2021年8月1日日曜日

カラスの鳴き声

                      
   隣家のテレビアンテナや、隣の駐車場に設けられたケータイのアンテナに止まって、「カッカッカッカッ」「カアア、カアア」とやるカラスがいる。鳴き声だけで姿を見ていないから、1羽なのか2羽なのかはわからない。

家の前にごみ集積所がある。ときどき、カラスにごみ袋をつつかれて、生ごみが散乱する。鳴き声を聞いて意味がわかればすぐ飛び出すこともできるのだが――いつもそんな思いが頭の隅っこにある。

カラス研究の第一人者、宇都宮大学名誉教授の杉田昭栄さんが新著『もっとディープに!カラス学』(緑書房)を出したので、旧著『カラス学のすすめ』(同)と一緒に、図書館から借りて読んだ=写真。

新著にはより詳しいカラス研究の成果が盛り込まれているが、ごみ袋をめぐるカラスとの闘いという点では、旧著の方が具体的で参考になる。

カラスは赤、青、緑、紫外線の四原色色覚を持っている。そこで、紫外線を透過させないごみ袋、つまり人間には中身が見えてもカラスには見えないごみ袋を企業と共同で開発した。ごみ袋の素材であるビニールにある原料を充填した結果、ごみ袋が黄色になった。

実用化されて効果をあげたために、「黄色であれば何でもカラスが寄ってこない」と勘違いされたらしい。青色のほかに黄色いごみネットも売られるようになった。わが行政区では、集積所用にごみネットを支給している。一時は黄色に絞っていたが、杉田さんの本を読んでからは、青でも黄でも、あるものを買ってくる。

生ごみが見えないように新聞でくるむ。ごみネットはちゃんと袋の下に入れる。でないと、1羽がくちばしでネットを持ち上げ、1羽がごみ袋を引っ張り出す、といったチームプレーまでやってのける。結局は、ごみを出す人間の側に問題があって、カラスを引き寄せているのだ、ということになる。

旧著で再確認したこと――。カラスの脳はほかの動物に比べて大きい。空間識別能力も優れている。
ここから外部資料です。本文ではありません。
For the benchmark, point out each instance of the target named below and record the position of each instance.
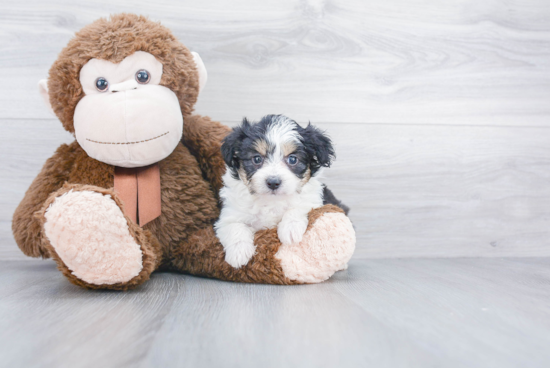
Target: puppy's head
(276, 156)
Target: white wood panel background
(440, 111)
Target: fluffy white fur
(244, 213)
(89, 232)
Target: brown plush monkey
(137, 190)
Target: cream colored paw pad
(325, 248)
(90, 234)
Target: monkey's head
(123, 86)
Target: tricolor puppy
(270, 182)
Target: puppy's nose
(273, 182)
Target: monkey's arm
(27, 229)
(203, 137)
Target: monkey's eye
(256, 160)
(143, 76)
(292, 160)
(101, 84)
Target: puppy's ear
(319, 147)
(232, 144)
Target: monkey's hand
(238, 243)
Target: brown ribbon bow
(139, 190)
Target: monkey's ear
(203, 76)
(43, 89)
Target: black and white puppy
(270, 181)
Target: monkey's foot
(91, 238)
(326, 247)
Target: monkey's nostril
(273, 182)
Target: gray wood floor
(379, 313)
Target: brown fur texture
(203, 255)
(182, 238)
(112, 40)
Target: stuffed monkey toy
(137, 191)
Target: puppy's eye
(256, 160)
(292, 160)
(101, 84)
(143, 76)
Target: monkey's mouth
(136, 142)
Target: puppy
(270, 181)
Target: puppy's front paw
(292, 231)
(238, 254)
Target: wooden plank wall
(440, 111)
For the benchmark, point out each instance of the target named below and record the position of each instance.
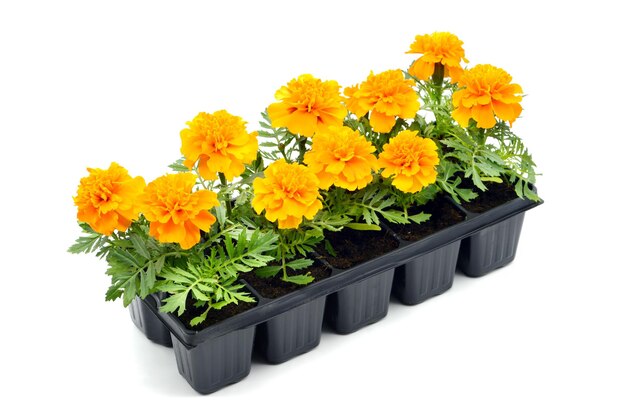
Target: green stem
(229, 205)
(438, 81)
(281, 248)
(301, 148)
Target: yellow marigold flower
(106, 199)
(386, 95)
(307, 104)
(486, 90)
(176, 213)
(438, 47)
(342, 157)
(219, 143)
(287, 193)
(411, 160)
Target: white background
(85, 83)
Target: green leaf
(299, 263)
(140, 246)
(199, 319)
(130, 291)
(420, 217)
(199, 295)
(299, 279)
(147, 281)
(267, 271)
(158, 265)
(174, 303)
(395, 216)
(329, 247)
(466, 194)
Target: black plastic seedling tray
(348, 300)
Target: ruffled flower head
(438, 47)
(410, 160)
(307, 104)
(288, 193)
(486, 92)
(177, 213)
(342, 157)
(219, 143)
(385, 95)
(107, 199)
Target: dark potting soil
(215, 315)
(275, 287)
(496, 195)
(354, 247)
(442, 215)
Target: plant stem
(229, 205)
(281, 248)
(438, 81)
(301, 140)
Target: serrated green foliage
(491, 156)
(89, 242)
(279, 143)
(211, 280)
(135, 260)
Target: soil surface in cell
(351, 247)
(442, 215)
(496, 195)
(215, 315)
(275, 287)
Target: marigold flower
(287, 193)
(386, 95)
(307, 104)
(106, 199)
(176, 213)
(219, 143)
(342, 157)
(411, 160)
(438, 47)
(486, 90)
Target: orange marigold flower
(411, 160)
(219, 143)
(486, 90)
(307, 104)
(287, 193)
(438, 47)
(342, 157)
(177, 213)
(386, 95)
(106, 199)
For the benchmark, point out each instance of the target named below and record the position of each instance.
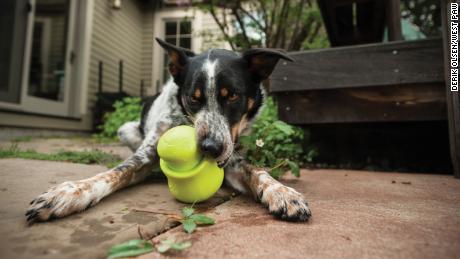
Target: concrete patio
(356, 214)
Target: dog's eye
(233, 97)
(194, 100)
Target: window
(179, 33)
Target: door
(13, 25)
(47, 69)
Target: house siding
(118, 35)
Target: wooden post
(452, 98)
(393, 18)
(120, 76)
(100, 76)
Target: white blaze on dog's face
(221, 92)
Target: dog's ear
(178, 56)
(261, 62)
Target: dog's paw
(59, 201)
(285, 203)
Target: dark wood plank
(359, 66)
(377, 104)
(452, 98)
(393, 19)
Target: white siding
(118, 35)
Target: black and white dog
(218, 91)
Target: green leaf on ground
(130, 248)
(295, 170)
(187, 211)
(170, 244)
(189, 225)
(201, 219)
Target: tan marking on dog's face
(223, 92)
(197, 93)
(250, 104)
(238, 127)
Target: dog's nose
(212, 148)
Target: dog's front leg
(282, 201)
(74, 196)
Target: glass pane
(185, 42)
(170, 28)
(171, 39)
(166, 74)
(13, 30)
(47, 64)
(185, 27)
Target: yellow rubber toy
(192, 177)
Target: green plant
(130, 248)
(128, 109)
(275, 144)
(190, 220)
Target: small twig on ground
(169, 214)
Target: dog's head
(221, 92)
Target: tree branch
(243, 30)
(221, 26)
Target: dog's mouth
(222, 164)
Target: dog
(220, 92)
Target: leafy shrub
(275, 144)
(128, 109)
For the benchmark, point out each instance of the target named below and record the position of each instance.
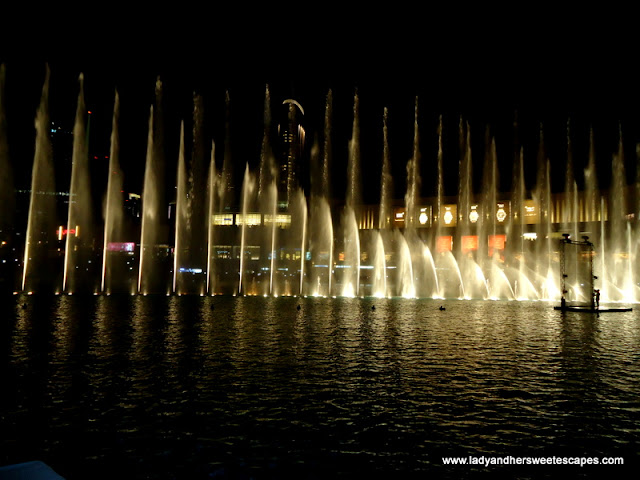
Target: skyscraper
(291, 139)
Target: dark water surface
(224, 387)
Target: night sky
(537, 72)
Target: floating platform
(588, 309)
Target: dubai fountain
(274, 239)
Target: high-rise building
(291, 139)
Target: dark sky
(544, 74)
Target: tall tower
(291, 138)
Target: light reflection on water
(187, 387)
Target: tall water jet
(542, 197)
(351, 246)
(379, 287)
(465, 187)
(151, 277)
(382, 237)
(226, 185)
(273, 203)
(40, 221)
(7, 196)
(113, 213)
(212, 194)
(570, 225)
(386, 180)
(592, 199)
(321, 223)
(413, 241)
(197, 204)
(78, 220)
(405, 277)
(181, 225)
(618, 254)
(248, 187)
(297, 236)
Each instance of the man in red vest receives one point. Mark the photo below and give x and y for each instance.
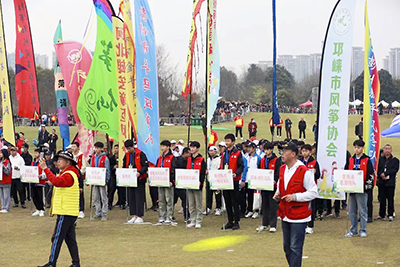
(296, 190)
(232, 159)
(136, 159)
(166, 194)
(358, 203)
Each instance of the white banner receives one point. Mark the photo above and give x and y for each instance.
(334, 94)
(187, 179)
(260, 179)
(95, 176)
(159, 177)
(30, 174)
(126, 177)
(350, 181)
(221, 179)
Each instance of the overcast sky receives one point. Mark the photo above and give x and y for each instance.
(244, 26)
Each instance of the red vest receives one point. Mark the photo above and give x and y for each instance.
(363, 166)
(293, 210)
(137, 162)
(232, 163)
(7, 179)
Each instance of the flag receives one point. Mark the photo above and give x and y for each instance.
(61, 94)
(334, 95)
(371, 131)
(97, 105)
(125, 8)
(25, 71)
(213, 65)
(8, 123)
(148, 133)
(187, 84)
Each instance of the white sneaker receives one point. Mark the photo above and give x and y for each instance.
(249, 214)
(138, 220)
(36, 213)
(133, 219)
(309, 230)
(81, 215)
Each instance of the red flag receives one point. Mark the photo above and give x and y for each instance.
(25, 70)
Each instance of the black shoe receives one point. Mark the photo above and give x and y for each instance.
(227, 226)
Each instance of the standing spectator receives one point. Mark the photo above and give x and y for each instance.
(252, 127)
(296, 188)
(239, 125)
(387, 171)
(288, 128)
(359, 202)
(302, 129)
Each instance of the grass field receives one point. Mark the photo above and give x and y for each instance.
(25, 241)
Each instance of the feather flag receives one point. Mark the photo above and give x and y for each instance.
(61, 94)
(187, 84)
(8, 123)
(372, 89)
(97, 105)
(25, 71)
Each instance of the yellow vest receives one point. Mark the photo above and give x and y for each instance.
(65, 200)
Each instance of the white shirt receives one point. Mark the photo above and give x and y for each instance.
(309, 185)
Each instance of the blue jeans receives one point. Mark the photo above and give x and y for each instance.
(358, 202)
(293, 241)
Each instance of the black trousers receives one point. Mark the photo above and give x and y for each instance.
(64, 230)
(269, 208)
(209, 197)
(17, 187)
(239, 130)
(37, 197)
(386, 193)
(136, 199)
(246, 199)
(232, 203)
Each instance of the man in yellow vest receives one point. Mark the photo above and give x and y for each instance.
(65, 204)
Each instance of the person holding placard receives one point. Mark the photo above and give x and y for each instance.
(166, 194)
(296, 188)
(5, 182)
(232, 159)
(196, 161)
(358, 203)
(37, 189)
(313, 166)
(269, 206)
(17, 162)
(136, 159)
(65, 205)
(100, 198)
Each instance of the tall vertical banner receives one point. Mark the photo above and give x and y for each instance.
(148, 133)
(275, 110)
(25, 70)
(334, 97)
(372, 90)
(213, 65)
(97, 105)
(61, 94)
(188, 82)
(7, 114)
(122, 80)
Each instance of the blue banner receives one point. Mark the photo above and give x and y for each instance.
(148, 135)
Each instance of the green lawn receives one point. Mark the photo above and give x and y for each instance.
(25, 241)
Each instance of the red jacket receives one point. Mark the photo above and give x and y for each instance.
(293, 210)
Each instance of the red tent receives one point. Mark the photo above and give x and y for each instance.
(307, 104)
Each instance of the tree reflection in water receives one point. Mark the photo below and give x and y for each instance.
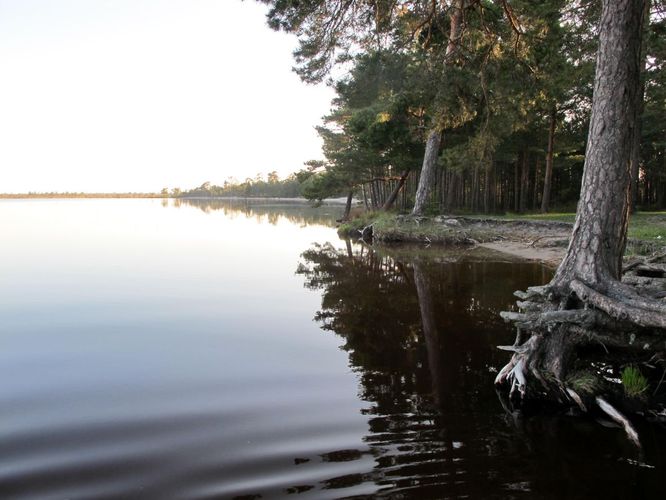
(420, 330)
どこに「貯食」したかを1年は覚えている(最長1年の実験結果だから1年で、実際はそれ以上かもしれない)

肝心の鳴き声だが、ハシブトガラスは①気持ちよく鳴くときには澄んだ声で「カァ~カァ~」を繰り返す②怒ったときは「ギィャーギィャー」とか「グワッグワッ」と騒ぐ③求愛のときは「クワ~ンクワ~ン」と少し語尾が低くなるような甘ったるい鳴き方をする――そうだ。このへんから、庭にやって来るハシブトの「心理」を探るとしよう。
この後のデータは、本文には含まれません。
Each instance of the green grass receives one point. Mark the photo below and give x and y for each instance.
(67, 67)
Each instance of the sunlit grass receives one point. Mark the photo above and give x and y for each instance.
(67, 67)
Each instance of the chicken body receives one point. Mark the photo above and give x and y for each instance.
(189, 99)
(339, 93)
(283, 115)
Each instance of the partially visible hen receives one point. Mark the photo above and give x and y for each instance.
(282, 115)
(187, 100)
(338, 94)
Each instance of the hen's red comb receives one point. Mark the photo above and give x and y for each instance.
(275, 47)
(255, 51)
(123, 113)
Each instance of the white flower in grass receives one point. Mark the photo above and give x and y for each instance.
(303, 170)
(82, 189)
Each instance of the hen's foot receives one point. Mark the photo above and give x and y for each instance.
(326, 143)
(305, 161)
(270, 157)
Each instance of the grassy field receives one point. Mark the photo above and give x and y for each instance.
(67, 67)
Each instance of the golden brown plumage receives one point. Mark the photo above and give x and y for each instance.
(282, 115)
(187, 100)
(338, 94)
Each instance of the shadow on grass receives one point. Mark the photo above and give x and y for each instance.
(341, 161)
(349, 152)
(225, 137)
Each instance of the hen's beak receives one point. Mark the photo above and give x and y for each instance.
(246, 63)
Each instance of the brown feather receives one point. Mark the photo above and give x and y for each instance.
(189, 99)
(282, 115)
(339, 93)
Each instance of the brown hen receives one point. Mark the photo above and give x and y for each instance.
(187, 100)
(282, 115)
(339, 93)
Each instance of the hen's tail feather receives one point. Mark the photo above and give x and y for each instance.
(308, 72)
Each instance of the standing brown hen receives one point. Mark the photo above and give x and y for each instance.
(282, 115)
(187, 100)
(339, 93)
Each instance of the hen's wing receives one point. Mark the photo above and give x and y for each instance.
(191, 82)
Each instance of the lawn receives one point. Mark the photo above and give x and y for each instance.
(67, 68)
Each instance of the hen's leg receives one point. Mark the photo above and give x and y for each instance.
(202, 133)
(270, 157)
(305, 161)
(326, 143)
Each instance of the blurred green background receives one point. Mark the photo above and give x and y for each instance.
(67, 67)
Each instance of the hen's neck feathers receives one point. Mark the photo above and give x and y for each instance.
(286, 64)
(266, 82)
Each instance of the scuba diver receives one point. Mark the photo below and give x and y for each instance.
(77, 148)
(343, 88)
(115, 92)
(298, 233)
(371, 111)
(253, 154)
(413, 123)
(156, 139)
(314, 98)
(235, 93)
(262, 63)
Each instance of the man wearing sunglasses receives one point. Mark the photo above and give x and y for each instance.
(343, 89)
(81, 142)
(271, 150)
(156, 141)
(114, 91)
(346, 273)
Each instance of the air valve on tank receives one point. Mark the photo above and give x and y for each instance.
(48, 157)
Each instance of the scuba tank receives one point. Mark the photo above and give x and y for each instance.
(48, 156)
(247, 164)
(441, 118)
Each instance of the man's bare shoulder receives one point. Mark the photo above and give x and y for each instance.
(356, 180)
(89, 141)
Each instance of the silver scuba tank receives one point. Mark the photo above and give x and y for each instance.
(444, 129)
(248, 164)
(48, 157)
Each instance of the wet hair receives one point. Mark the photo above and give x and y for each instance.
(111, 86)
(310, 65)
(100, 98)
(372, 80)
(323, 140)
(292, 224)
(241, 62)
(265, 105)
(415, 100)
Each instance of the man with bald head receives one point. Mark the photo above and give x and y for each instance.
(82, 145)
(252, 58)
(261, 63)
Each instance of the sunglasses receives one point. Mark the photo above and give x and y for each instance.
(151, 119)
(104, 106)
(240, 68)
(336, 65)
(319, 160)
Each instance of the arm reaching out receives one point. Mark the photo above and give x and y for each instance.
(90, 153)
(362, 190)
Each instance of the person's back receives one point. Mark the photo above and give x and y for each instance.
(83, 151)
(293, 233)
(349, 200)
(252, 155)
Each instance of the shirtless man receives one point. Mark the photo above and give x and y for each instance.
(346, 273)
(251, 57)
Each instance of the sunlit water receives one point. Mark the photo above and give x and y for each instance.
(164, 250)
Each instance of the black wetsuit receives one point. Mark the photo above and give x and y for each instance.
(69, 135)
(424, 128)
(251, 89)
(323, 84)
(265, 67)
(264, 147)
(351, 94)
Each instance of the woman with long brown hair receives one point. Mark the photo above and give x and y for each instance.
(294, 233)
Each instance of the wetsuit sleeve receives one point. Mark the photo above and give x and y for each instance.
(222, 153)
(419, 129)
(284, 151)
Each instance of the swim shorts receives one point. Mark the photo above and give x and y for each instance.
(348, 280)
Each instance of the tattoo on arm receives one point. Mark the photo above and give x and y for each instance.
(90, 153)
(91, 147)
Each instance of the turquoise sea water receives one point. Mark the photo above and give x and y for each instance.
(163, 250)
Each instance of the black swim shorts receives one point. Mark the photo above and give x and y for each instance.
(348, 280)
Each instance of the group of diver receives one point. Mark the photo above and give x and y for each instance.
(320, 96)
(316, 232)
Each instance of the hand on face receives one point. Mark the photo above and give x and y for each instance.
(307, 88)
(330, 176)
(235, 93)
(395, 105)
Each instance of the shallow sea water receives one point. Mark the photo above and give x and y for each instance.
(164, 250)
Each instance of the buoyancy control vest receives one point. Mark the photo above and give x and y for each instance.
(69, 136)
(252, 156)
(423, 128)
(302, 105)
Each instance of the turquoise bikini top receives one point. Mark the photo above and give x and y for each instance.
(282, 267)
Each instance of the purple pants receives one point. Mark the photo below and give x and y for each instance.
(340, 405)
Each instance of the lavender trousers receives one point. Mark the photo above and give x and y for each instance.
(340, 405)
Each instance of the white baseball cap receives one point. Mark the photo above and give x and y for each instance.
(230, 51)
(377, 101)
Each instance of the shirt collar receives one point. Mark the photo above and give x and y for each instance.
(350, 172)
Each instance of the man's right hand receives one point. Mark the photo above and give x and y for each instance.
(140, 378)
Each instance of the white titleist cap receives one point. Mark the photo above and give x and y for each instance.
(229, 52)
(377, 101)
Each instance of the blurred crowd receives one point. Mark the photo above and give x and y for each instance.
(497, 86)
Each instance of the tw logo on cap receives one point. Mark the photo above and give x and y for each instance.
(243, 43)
新著からもひとつ。カラスは「自然界の道路安全管理者」だという。路上に死んで横たわっている犬や猫、タヌキのところへ真っ先にやって来るのはカラスだ。交通量の多い場所では、車が赤信号で止まるのを待って死骸を道端に寄せようとする。つまり、車の通行障害物を取り除いてくれる。カラス自身の安全のためでもある。

夏井川渓谷の隠居への行き帰り、たまに動物の死骸を見る。カラスが群れている。実際、道端に寄せようとしているところも、この目で見た。

 こんな大胆ないたずらもする。渓谷の小集落。カラスは人間の行動を電柱や鉄塔からじっくり見ている。家人が戸を開けたまま留守にしたら、カラスが家に入り込み、好き勝手に振る舞った。お茶菓子がなくなっていたこともあったという。